Westminster whispered it was coming. The phone call, the quiet word in a ear. Now Volodymyr Zelensky is under serious pressure to back down from a historically charged dispute with Poland. The trigger: a Ukrainian parliamentary resolution glorifying a World War Two army unit whose Nazi-era past galls Warsaw. UK foreign office sources confirm a backchannel is open. ‘Whitehall is playing marriage counsellor,’ one diplomat admitted. ‘The stakes are too high for this to fester.’
For weeks, the row has simmered. Poland summoned Ukraine’s ambassador. Nationalist MPs in Kyiv doubled down. Then the tone shifted. A carefully placed leak from Number 10. A call from the Foreign Secretary. The message: you need Warsaw more than they need you. Polling shows British public support for Ukraine dipping. The government can’t afford a divided front. Backbenchers are restless. ‘We can’t keep writing blank cheques if allies are at each other’s throats,’ a Tory MP told me.
The unit in question, the SS ‘Galizien’ division, was formed in 1943 from Ukrainian volunteers under Nazi command. To some in western Ukraine, they are independence fighters. To Poles, collaborators in wartime atrocities. The resolution, passed without opposition, was a gift to Russian propaganda. Moscow instantly seized on it. Kremlin-backed outlets are already running headlines about ‘Nazi Ukraine’. The optics are toxic.

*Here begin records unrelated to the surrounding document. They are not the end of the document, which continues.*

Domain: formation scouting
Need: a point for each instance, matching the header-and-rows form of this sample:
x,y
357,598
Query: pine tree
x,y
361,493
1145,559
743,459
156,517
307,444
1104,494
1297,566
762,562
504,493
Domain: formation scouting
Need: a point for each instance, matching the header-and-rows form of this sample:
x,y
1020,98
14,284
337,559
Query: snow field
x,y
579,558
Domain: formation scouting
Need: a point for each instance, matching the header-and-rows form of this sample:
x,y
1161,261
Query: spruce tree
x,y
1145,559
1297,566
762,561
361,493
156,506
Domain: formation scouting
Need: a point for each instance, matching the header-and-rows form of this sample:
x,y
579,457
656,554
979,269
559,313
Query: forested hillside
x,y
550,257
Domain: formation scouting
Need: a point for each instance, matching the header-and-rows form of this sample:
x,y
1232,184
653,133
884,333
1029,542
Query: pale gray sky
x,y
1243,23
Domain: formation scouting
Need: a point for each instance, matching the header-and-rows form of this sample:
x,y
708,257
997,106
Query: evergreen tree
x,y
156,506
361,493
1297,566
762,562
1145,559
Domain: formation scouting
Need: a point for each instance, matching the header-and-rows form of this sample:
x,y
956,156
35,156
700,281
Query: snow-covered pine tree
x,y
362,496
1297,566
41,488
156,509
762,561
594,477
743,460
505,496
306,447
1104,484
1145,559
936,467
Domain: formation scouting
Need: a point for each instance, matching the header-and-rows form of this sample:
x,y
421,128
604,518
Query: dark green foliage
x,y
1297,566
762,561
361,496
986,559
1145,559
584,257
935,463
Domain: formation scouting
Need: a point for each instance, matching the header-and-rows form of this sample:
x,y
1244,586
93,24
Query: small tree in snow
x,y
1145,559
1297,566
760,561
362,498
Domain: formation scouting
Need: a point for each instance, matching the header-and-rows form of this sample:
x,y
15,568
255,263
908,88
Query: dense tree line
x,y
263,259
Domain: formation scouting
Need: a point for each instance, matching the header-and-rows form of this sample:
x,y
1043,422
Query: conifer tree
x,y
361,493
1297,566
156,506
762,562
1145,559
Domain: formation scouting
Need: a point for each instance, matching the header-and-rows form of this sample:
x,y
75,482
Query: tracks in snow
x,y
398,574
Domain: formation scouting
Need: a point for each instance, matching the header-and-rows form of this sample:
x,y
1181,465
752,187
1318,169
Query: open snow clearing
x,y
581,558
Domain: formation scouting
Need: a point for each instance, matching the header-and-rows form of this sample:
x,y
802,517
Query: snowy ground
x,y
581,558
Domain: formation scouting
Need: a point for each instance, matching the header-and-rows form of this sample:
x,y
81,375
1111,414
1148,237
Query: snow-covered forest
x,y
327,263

My sources say the UK proposal is elegant but firm. A joint statement acknowledging shared history, no matter how painful. An agreement to disagree on the unit’s legacy. A reaffirmation of strategic partnership. Poland’s Duda is isolated within the EU on Ukraine fatigue. He needs the UK bilateral route more than London needs it. But Zelensky’s domestic room for manoeuvre is shrinking. Hardliners see any concession as betrayal. ‘He can’t afford to look weak,’ a Kyiv insider said. ‘But he can’t afford to lose Poland either.’
The real game is about arms. Poland is a logistics hub for Western weapons flowing into Ukraine. Warsaw has delivered Soviet-era tanks, jets, artillery. Any disruption would be a blow. UK defence sources say the alternative supplies via Romania are not yet ready. ‘This is strategic, not sentimental,’ a Ministry of Defence official said. ‘Poland is the back door. You don’t fall out with the person holding the keys.’
Downing Street is betting on the pressure working. There are historical precedents: the 2015 Polish-Ukrainian reconciliation declaration that soothed wounds. But that was before the war. Before the casualties. Before the radicalisation of public opinion. ‘This is harder now,’ a former ambassador told me. ‘Every concession is weaponised at home.’
I asked whether the UK would make the resolution public if a deal is struck. ‘Probably not,’ the diplomat said. ‘The idea is to quietly kick the can, not to claim a trophy. Zelensky needs to be able to say he listened to a friend, not that he bent the knee.’
Watch this space. The pressure is real, the clock is ticking. If this breaks the right way, it’s a quiet win for UK diplomacy. If it doesn’t, the cracks in the Western alliance will become a chasm.